Other times when running the same job, we're getting "[DagsterApiServer] Run execution process for af60a491-8955-45fc-86c9-3654677b35e9 unexpectedly exited with exit code -9." "This run has been marked as failed from outside the execution context.".
d
Hi Emilja - it sounds from this error message like the job needs more memory - you may want to turn off non-isolated runs which will make the run take a bit longer to start up, but give it a lot more memory. There are instructions here for turning it off for a particular run from the launchpad or for all runs: https://docs.dagster.io/dagster-cloud/deployment/serverless#run-isolation
e
hmm, the assets in questions aren't that heavy, though - just dbt (which takes up to 5 mins) and some external api (airbyte) and when I select all the assets manually from asset window and click to materialize, all is well.
d
Is that something you’ve reproduced multiple times? it’s consistently crashing when you press materialize all, but never crashing when you select all the assets manually and materialize them all in a single run?
e
for selecting assets under a job, yes, tried several times. for materializing all assets via Asset tab, only tried once. Waiting until a few of our own internal jobs to finish, then will try again.

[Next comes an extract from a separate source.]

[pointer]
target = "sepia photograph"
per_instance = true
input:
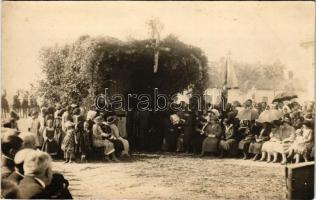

I'm not sure on the best way to get help for this 😅 I could send a link to the job in Dagster Cloud for reference. Should I do it here or using the chat in Dagster Cloud?
d
Posting or DMing a link to the run in cloud here is fine. I’m pretty confident that turning off non isolated runs when you launch the run will fix this, we can dig into why it’s using more memory than you expect though
e
alright, will see about turning off non-isolated runs. As for the memory usage, might be good to know in the future, but if the other solution works then it's probably not as urgent.
d
We did some digging and I think we have a lead on why this is using so much memory - we think its running more steps in parallel at once by default than it should be. We'll keep you posted when we have a fix out to make the default more memory-safe.
e
Thanks!
d
In the meantime, you could launch it with a config like this:
Copy code
execution:
  config:
    multiprocess:
      max_concurrent: 2
(Right now I think it is trying to do them all in parallel at once - even if each one individually doesn't use large amounts of memory, running ~15 of them at once could still cause memory problems)
e
2 concurrent steps will take too long for the job to execute 🫤 at least for now, but we're gonna try to reduce the number to something More reasonable
d
Non-isolated runs give you much more memory, so if running 15 in parallel is what's needed then that may be the way to go
e
Disabling non isolated runs helped. Thanks!